By your logic and the parent poster's logic ~13 people aside from the President and the laptops and coffee cups were also just as responsible for sending the team to kill him.

1 comments

Are you really questioning the idea that the Secretary of State had a hand in approving a CIA-led assassination mission when there's literally pictures of her watching it go down?
I never said that I questioned that in the slightest. Not sure where you get that at all.

I did however basically say that she did not send the team to get him. That's what a President signs off on and military leaders plan.

>> Very interesting. Because she was in the room that meant she sent the team to kill Bin Laden?

> I never said that I questioned that in the slightest. Not sure where you get that at all.

You literally just questioned that.

And it was a CIA-led, ie. civilian led, operation, not a military-led one.

The military explicitly played a critical role in planning, leading, and executing this.

From: https://en.wikipedia.org/wiki/Death_of_Osama_bin_Laden#Opera...

U.S. Naval Special Warfare Development Group (DEVGRU) and at least 6 members from JSOC planned it in coordination with the CIA.

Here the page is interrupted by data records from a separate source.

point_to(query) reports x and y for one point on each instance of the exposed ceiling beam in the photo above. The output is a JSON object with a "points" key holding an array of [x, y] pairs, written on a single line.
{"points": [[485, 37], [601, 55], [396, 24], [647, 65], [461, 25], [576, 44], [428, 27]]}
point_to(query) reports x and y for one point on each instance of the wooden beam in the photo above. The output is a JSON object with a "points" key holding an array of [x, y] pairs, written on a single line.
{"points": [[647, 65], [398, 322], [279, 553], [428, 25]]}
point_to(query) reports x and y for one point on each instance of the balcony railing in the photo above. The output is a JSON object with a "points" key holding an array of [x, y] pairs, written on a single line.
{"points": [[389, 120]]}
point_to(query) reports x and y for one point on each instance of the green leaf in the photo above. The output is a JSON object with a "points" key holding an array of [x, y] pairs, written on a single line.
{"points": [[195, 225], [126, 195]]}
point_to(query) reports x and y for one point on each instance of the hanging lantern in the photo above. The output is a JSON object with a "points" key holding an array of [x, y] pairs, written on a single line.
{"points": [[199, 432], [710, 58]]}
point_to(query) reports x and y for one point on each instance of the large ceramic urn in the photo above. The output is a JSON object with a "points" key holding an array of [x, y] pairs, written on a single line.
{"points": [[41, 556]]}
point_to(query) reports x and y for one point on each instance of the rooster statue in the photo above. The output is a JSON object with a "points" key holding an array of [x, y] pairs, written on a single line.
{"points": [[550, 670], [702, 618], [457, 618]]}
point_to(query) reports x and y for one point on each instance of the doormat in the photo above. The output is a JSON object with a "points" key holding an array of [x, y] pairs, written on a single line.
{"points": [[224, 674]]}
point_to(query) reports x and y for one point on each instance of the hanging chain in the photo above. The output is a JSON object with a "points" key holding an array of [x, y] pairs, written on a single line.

Literally the second sentence of that article says:

> The operation, code-named Operation Neptune Spear, was carried out in a CIA-led operation

You seem to be arguing incredibly uncharitably. I simply said the military planned it and based on the article I posted, I am 100% accurate. It doesn't take away from the military planning that the CIA also had a hand in planning it. I also never said the military led it, the thing you are arguing I did.
You edited your comment to change what you said. You originally did not say that she had a 'hand in approving'. Why would you change it to make it seem like you were talking about something else that you didn't originally say?